Context: Overdosing on opioids is a national epidemic and the number one cause of death from unintentional injury in the United States. Poison control centers (PCCs) may be a source of timely data that can track opioid exposure cases, identify clusters of opioid exposure cases by geographic region, and capture opioid exposure cases that may not seek medical attention from health care facilities.


Objective: The objectives were to (a) identify data requirements for opioid overdose case ascertainment and classification and visualization in a dashboard, and (b) assess the availability and quality of the relevant PCC data for state-based opioid overdose surveillance.

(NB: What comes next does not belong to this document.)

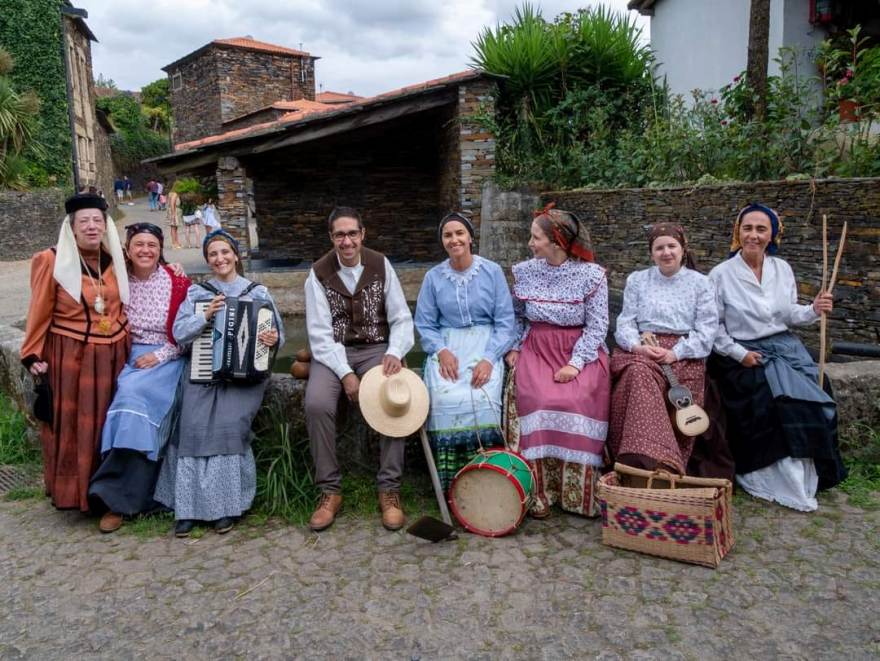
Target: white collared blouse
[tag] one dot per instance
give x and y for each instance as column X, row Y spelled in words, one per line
column 750, row 310
column 681, row 304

Design: We identified types of opioid exposure, demographic characteristics, and other features that may be relevant for public health officials to monitor and respond to opioid overdose events in the community. We operationalized case definitions for an opioid overdose event based on the Centers for Disease Control and Prevention case classification definitions. We assessed the PCC database for concepts and metrics needed to operationalize case definitions for opioid overdose events to determine the feasibility of using the PCC for automated surveillance.

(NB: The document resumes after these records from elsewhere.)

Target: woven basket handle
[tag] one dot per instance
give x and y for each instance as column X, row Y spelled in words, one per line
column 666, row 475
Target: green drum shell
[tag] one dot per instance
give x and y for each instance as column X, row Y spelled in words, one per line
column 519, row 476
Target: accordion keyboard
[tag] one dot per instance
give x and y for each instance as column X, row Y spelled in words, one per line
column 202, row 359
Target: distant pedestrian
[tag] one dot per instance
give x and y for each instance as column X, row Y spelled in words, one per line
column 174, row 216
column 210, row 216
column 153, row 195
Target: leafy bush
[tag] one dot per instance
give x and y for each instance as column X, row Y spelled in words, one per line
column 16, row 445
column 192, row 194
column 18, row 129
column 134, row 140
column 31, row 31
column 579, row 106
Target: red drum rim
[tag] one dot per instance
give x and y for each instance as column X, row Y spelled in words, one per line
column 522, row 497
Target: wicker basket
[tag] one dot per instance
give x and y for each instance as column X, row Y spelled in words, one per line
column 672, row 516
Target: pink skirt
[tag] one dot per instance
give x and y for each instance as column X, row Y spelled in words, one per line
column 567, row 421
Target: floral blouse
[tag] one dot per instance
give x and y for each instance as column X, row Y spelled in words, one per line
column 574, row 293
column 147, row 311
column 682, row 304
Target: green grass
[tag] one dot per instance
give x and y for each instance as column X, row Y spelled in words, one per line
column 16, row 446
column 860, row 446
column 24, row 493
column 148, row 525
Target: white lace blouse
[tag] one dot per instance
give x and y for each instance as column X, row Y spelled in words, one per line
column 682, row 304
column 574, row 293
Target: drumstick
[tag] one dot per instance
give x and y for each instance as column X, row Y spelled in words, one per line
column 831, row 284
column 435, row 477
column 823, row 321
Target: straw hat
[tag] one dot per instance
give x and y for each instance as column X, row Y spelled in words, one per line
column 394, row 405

Main Outcome Measure: Quality and availability of required concepts to operationalize metrics and case definitions using PCC data.


Results: A subset of the probable case definition may be used for automated surveillance with available structured PCC data. In contrast, logic for confirmed, suspected, and part of the probable case definitions requires additional structured data or analysis of narrative text, which may not contain needed concepts. For example, the confirmed case definition currently requires evidence from narrative text of laboratory confirmation of an opioid in a clinical specimen or diagnosis of opioid overdose in a health care record.


Conclusion: PCC data are a timely and potentially useful source for automated surveillance of a subset of opioid overdose events, but additional structured and/or coded data are required.